During the past year President Obama has dashed progressives' naIve hopes that he would roll back authority claimed in the War on Terror. He has done quite the opposite -- supporting extension of controversial Patriot Act provisions; fighting in court for warrantless wiretapping; and adopting wholesale Bush's policies on indefinite detention without trial, rendition to torture abroad, military commissions, and the state-secrets privilege.
Yet Obama also has pushed relentlessly for expansions of social welfare and the regulatory state. Every administration expands power where it wishes, but no authority is ever repealed. And so the ratchet tightens. Click, click, click . . .
[Emphasis mine]

Mr.

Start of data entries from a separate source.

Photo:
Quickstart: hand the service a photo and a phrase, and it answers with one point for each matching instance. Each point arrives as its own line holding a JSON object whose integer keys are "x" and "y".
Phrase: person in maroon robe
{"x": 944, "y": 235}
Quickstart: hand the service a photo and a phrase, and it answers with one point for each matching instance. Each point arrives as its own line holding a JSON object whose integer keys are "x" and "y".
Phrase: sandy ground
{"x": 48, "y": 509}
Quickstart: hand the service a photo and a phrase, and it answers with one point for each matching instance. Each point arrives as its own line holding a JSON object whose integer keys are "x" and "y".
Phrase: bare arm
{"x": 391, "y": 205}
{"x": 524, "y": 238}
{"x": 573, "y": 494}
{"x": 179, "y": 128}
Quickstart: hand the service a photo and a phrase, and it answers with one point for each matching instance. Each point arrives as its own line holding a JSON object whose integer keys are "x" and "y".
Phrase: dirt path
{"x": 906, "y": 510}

Hinkle is exactly right about the upcoming "health care" mission creep.  As he points out, people are already calling for more extensive measures be taken with regard to health care,even though the President's signature is barely even dry on the one we already have.  And, it should be noted that even before this bill passed, the nanny-staters within the government were actively seeking to control the littlest aspects of our lives.

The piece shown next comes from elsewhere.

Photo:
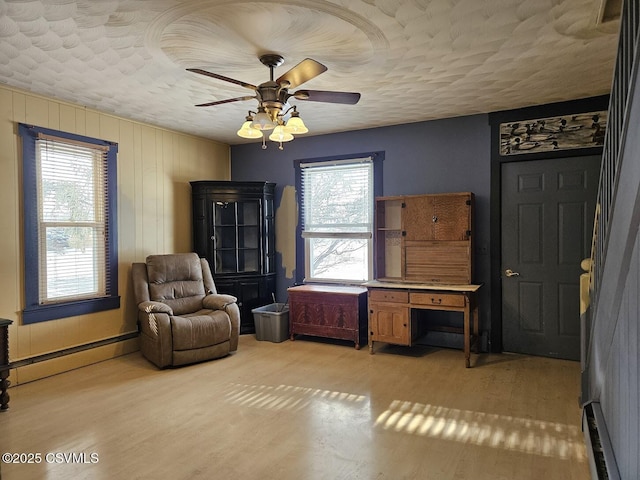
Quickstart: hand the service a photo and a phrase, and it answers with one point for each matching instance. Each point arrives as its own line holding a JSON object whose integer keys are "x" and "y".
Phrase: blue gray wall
{"x": 450, "y": 155}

To borrow from Martin Niemoller:

First they came for the cigarettes and I didn't speak up because I wasn't a smoker.
Then they came for the trans-fat and I didn't speak up because the alternative tasted nearly the same.
Then they came for the salt and I didn't speak up because I prefer pepper.
Then they came for the fat kids and I didn't speak up because I'm not a kid.
Then they came for me and my delicious high-fructose corn syrup and no one was left to speak up.

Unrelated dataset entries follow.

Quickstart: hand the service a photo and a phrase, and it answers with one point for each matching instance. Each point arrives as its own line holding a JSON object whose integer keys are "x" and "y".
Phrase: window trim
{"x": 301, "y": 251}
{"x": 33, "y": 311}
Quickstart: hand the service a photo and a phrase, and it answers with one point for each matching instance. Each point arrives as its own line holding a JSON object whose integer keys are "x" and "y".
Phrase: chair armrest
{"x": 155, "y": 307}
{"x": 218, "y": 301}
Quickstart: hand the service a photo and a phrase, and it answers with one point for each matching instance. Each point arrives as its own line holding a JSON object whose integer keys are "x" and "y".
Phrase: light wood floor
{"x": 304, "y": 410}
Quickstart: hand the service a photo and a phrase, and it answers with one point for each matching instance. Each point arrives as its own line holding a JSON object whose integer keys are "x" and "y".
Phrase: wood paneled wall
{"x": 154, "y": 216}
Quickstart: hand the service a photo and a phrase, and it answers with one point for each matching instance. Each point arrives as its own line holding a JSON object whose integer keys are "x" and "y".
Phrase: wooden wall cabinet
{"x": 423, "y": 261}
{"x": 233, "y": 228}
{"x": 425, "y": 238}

Are the elimination of cigaretts, trans-fat, salt, and high-fructose corn syrup going to result in the collapse of our union?  Doubtful.  But this constant chipping away of individual rights and freedoms are the baby steps toward tyranny.  When the philosopher kings in our central planning kingdom of Washington, D.C., get to decide something as small as what the citizenry are allowed to ingest, there really is nothing they can't decide for us.  The fact of the matter is that the Nanny State is quickly turning into the Daddy State.  

And now these bureaucrats have even more leverage against the citizenry because they are now allowed to demand, mandate, and coerce the citizenry about an item they MUST purchase.  From what I've read, there is no opting out of this program.

F.A. Hayek said it best when he talked of central planners.
The power which a multiple millionaire, who may be my neighbour and perhaps my employer, has over me is very much less that which the smallest functionaire possess who wield the coercive power of the state, and on whose discretion it depends whether and how I am able to be allowed to live or work.
And now that power gap has grown with the passage of this health care bill, and will continue to grow exponentially over the coming years.  There is no hope to stop this growth, only hope that one day it might be contained.  And that, to me, is the scariest part of this bill.
SONG:  "Somebody Get Me a Doctor" by Van Halen

PROUD OF:  the fact that I finished my first book of 2010.  I will work on getting a review up this week.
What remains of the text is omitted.